# Tony Bourdain's Tartiflette



## shel (Dec 20, 2006)

Apparently Tony Bourdain has a good recipe for tartiflette in his Les Halles cookbook, which I don't have. Does anyone have that recipe, or a pointer to a site/URL for it. I'd love to compare it to the ones I have and finally try to make the dish.

Shel


----------



## mezzaluna (Aug 29, 2000)

I just had to look that up, Shel. I don't recall hearing of that dish before. 
Tartiflette - Wikipedia, the free encyclopedia


----------



## shel (Dec 20, 2006)

Hi Mezz,

I'd not heard of it until recently. My dear friend Chrissy lived in France for a while and that's where she discovered it. She said that she liked it so much that she ate it frequently, even throughout the summer. A hearty dish like this is usually considered a fall or winter meal.

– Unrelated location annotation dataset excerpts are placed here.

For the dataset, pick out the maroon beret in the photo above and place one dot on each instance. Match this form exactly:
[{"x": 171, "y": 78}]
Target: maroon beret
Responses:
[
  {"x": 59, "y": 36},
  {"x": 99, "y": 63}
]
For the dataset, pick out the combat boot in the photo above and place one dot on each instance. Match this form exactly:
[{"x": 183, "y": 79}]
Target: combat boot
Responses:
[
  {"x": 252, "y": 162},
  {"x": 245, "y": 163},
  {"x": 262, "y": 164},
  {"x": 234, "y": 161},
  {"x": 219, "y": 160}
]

Chrissy sent me this link, which is the one that got me in interested in finding more recipes and ideas before making it myself.

Tartiflette

As it turned out, I had a recipe for the dish on my compter that I got back in the early 90s. Now that fall is here, it would be nice to try making it. The reason I want Bourdain's recipe is that I read he using an ingredient or two that's not in any of the (six) recipes I now have.

Shel


----------



## shel (Dec 20, 2006)

Found this over @ eGullet this morning:

eG Forums -> Tartiflette

Shel


----------